- Directed by: Christian D. Bruun
- Written by: Christian D. Bruun, John H. Marks
- Produced by: Christian D. Bruun Mark A. Romeo Theis Jessen
- Narrated by: Edward Burns
- Cinematography: Christian D. Bruun
- Edited by: Jason Watkins
- Music by: P.T. Walkley
- Release dates: May 31, 2014 (Berkshire); April 4, 2017 (North America);
- Running time: 98 minutes
- Country: United States
- Language: English

= Blue Gold: American Jeans =

Blue Gold: American Gold is a 2014 American documentary film directed and written by Christian D. Bruun and narrated by Edward Burns. The film is weaving together the story of how one unlikely garment ended up connecting us all. Starting in the American West the film travels around the world following jeans hunter and vintage jeans expert, Eric Schrader. An ambassador of Americana, Eric is trading in the history, myth, and intrinsic values that have made blue jeans one of the most expensive and fetishised piece of vintage clothing on the planet. From fashion history and subculture aspiration, to the lost tradition of American manufacturing, Blue Gold explores Americana in a globalized world, where cultural exchange and greater transparency demand social responsibility and inspire innovation.

==Production==
The film was made over five years, filming throughout the United States, Europe, the Middle East, Asia, and Japan. The film mixes various video formats and filming techniques. Some interviews were conducted remotely over Skype with a local crew present and one scene directly recorded via webcam.

==Featuring==
Besides the global journey of Eric Schrader, the film features interviews with many seminal designers and cultural icons. Featured people include: Adriano Goldschmied, Renzo Rosso, Elio Fiorucci, Tommy Hilfiger, Marc Ecko, Isaac Mizrahi, Daryl Hall, Marky Ramone, Calvin Klein, Brooke Shields, Keanan Duffty, Henry Duarte, Yo-Yo Ma, Judy Collins, Steven Cojocaru, Daymond John, Andrew Bolton, Harold Koda, Grandmaster Caz, Anthony Haden-Guest, Diane Gilman and many more.

==Original score==
The film has an original score by New York artist P.T. Walkley with additional songs, also by P. T. Walkley.
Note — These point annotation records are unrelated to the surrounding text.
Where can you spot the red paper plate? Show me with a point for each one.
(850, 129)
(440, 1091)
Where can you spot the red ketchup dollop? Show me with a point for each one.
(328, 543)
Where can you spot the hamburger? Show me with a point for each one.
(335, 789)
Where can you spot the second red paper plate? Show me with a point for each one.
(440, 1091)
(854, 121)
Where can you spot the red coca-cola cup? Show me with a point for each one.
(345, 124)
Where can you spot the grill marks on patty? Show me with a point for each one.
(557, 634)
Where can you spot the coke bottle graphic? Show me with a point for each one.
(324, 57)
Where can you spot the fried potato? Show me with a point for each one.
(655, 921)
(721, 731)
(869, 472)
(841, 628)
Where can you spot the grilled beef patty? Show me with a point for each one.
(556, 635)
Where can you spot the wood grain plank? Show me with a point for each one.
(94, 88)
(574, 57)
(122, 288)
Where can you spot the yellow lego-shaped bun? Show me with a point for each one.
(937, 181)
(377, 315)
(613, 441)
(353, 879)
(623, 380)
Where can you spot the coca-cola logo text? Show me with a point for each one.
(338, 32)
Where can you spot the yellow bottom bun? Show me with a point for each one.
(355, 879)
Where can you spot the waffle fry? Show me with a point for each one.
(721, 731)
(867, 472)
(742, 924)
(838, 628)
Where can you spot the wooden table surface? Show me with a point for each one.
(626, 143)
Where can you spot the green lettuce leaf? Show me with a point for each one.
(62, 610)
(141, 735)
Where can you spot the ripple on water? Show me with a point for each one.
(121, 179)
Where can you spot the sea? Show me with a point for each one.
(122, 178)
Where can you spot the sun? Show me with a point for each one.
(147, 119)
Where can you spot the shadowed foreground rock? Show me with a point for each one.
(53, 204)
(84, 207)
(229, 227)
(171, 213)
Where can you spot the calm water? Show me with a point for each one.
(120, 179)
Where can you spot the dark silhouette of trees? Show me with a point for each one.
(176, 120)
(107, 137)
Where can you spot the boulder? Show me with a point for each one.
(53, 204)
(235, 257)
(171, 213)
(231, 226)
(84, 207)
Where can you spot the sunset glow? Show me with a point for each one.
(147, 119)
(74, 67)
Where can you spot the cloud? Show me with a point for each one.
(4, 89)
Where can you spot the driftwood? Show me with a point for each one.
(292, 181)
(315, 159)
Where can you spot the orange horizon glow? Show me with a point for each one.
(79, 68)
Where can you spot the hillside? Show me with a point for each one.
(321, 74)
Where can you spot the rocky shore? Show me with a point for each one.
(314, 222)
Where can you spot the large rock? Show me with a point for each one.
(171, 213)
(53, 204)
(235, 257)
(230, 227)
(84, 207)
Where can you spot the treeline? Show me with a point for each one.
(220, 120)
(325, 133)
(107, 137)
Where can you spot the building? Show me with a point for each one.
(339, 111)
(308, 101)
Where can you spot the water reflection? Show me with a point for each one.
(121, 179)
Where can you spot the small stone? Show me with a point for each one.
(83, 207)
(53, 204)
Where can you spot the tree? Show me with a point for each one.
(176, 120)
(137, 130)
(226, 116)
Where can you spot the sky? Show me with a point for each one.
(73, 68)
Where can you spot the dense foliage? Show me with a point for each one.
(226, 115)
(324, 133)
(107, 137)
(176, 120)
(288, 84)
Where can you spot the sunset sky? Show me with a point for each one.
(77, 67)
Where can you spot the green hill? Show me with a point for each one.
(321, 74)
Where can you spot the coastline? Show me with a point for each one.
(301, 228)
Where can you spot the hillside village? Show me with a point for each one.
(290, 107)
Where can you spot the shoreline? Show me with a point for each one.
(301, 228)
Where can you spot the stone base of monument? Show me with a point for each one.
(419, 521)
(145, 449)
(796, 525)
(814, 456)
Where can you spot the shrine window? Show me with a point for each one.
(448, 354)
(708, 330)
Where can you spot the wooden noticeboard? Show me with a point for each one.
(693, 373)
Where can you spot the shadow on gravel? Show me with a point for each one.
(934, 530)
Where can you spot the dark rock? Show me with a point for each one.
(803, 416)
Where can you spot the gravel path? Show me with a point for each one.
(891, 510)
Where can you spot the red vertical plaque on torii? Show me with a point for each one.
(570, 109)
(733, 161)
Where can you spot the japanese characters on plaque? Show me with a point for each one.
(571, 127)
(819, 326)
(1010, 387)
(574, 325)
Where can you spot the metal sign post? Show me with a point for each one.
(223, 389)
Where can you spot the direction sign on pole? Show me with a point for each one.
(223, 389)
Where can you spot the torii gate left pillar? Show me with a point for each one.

The film also features the song "Amulet Reprise" by Natacha Atlas and "Make Some Noise" by Grandmaster Caz, as well as the 1927 "Rock Island Blues" by Furry Lewis.

==Release==
The film opened at the Berkshire International Film Festival on May 31, 2014. It has since screened at the Hollywood Film Festival and Starz Denver Film Festival. In 2016 Blue Gold: American Jeans was the opening night film of the Cebu International Film Festival.

Blue Gold: American Jeans premiered in North America on most Video On Demand platforms including iTunes and Amazon, and will be available on DVD and Blu-ray on April 4, 2017.

On April 7, 2017 the film had its theatrical premiere in Los Angeles.

On June 2, 2017 Blue Gold: American Jeans was released on Netflix.